The BlackMatter ransomware group, which has targeted critical infrastructure entities in the United States and elsewhere, has decided to cease operations, saying that some of its members are “no longer available”.
The apparent shutdown by BlackMatter comes with plenty of questions, chief among them being whether it’s real. Other ransomware groups have announced similar moves, only to reemerge a few weeks or months later, sometimes under a different name. Some security researchers have theorized that BlackMatter is itself a partial reincarnation of the DarkSide group, best known for its audacious and ill-conceived attack on the Colonial Pipeline in May. In a message posted on an underground forum this week, BlackMatter operators said, “Due to certain unsolvable circumstances associated with pressure from the authorities (part of the team is no longer available, after the latest news) - the project is closed.”

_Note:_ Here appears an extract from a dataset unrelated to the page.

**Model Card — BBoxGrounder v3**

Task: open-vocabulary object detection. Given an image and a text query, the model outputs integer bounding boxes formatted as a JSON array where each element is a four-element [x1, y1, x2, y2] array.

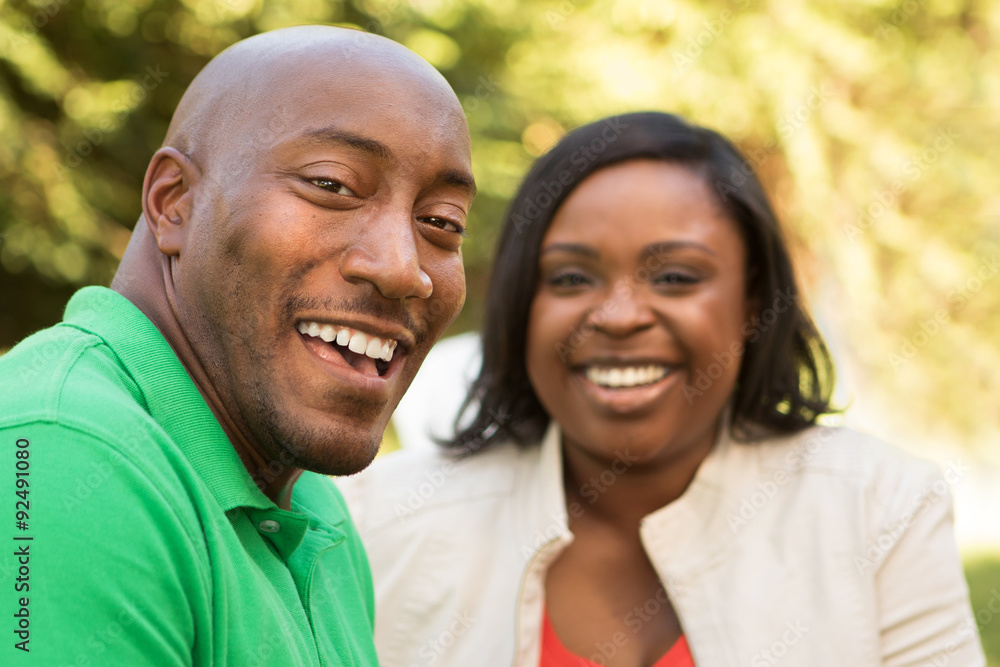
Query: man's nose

The post said the BalckMatter infrastructure would be taken down after 48 hours and decryptor keys would be offered to victims of existing intrusions.
“The cynic in me believes this is just a temporary hiatus, and once again we will see a rebrand or resurrection of BlackMatter -- whether it is under the same name, or a different brand name, this very well may not be the end of this group,” said John Hammond of Huntress, who has tracked ransomware groups.
“Since the group's inception, there has been a lurking consensus that BlackMatter has been a revival of the DarkSide ransomware gang, infamous for their attack on Colonial Pipeline. Ultimately, this is just one ransomware group in a sea of cybercriminals. Even if BlackMatter were to close up shop, other actors craving the lucrative payout from ransomware will step right up to the plate.”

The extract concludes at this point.